What juice did you try on it?

Reactions: Can relate 1


----------



## Anneries (10/1/17)

Silver said:


> What juice did you try on it?



@Silver I have tried all my regular juices actually, even tho I was warned against it. The flavor is a little bit muted but on my high-nic tobaccos it works a charm. 
I must admit, anything with custards you can forget to taste the custard, but tobaccos, fruits and menthols works great, for me at least. 

Hope you can get it working for you. I am vaping it with only 3 holes open currently with a 50/50 Turkish tobacco at 12~ish mg nic.

Reactions: Like 1


----------



## Silver (10/1/17)

Thanks @Anneries

I tried it with my Strawberry menthol blend which is not too thick - about 50/50 and about 14mg.
Just wasn't working too well. Was gurgling quite a bit.
Then ShaunNadan explained to me a few tricks to get it going nicely and I tried that (blowing through it and a few other things) but mine just won't vaporise evenly. Its asif its a bit flooded. 

Its been sitting for a while so maybe I will try it again soon.


----------



## Nailedit77 (10/1/17)

I still use mine at work every day,made some 50/50 8mg juice and enjoying it. Stealth vape of note


----------



## BumbleBee (10/1/17)

Silver said:


> Thanks @Anneries
> 
> I tried it with my Strawberry menthol blend which is not too thick - about 50/50 and about 14mg.
> Just wasn't working too well. Was gurgling quite a bit.
> ...


It does tend to gurgle a bit when the tank has just been refilled or opened for whatever reason. It will also have a slight gurgle if the device has been standing unused for a while.
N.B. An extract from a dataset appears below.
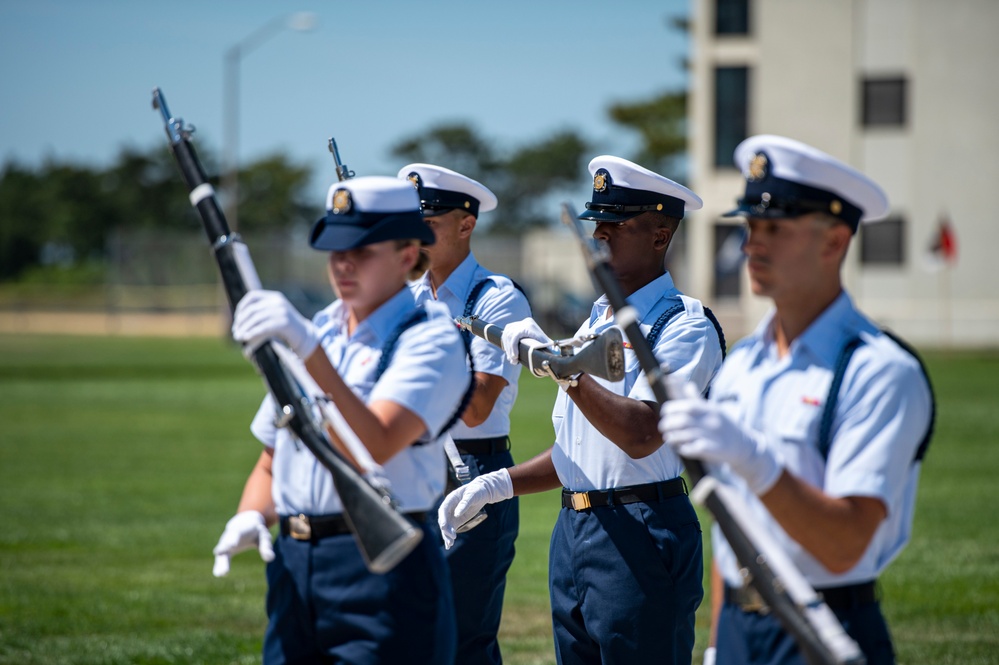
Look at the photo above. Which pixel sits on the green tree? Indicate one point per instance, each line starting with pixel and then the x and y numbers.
pixel 68 212
pixel 272 195
pixel 523 179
It usually just takes a few puffs to clear the excess juice from the coil. This seems to be a common occurrence with all of these new "cup design" systems.

Reactions: Thanks 1


----------



## Anneries (28/2/17)

Just want to report back. Since I got my mini it has never left my side. It is always ready with a nice 16mg-18mg juice. Still going strong.

Reactions: Like 2 | Winner 1 | Informative 1


----------



## Mahir (3/3/17)

Hi. I'm interested in getting an iCare... So a little bird told me that you can vape 80/20 VG PG juices in this little thing. Is it true? Has anyone tried this or even a max VG juice? The wick holes look a bit tiny so I'm still unconvinced.


----------



## Mahir (3/3/17)

Or is anyone willing to experiment for me hehe. I'm planning on using a 70/30 6mg and lung hit this. Will it work out or should a pass this kit.


----------



## BumbleBee (3/3/17)

Mahir said:


> Or is anyone willing to experiment for me hehe. I'm planning on using a 70/30 6mg and lung hit this. Will it work out or should a pass this kit.


70VG works just fine on the iCare, it may be a little restricted as far as airflow goes but with a bit of imagination a lung hit is possible but probably won't get you very far in cloud competitions

Reactions: Thanks 1


----------



## Rob Fisher (3/3/17)

Mahir said:


> Or is anyone willing to experiment for me hehe. I'm planning on using a 70/30 6mg and lung hit this. Will it work out or should a pass this kit.



No way you can do a proper lung hit on the iCare... you have to slipstream... and I just don't get how people like this device let alone want to get an expensive stab cover for it... The iJust One is about eight million times a better buy!

Reactions: Like 1


----------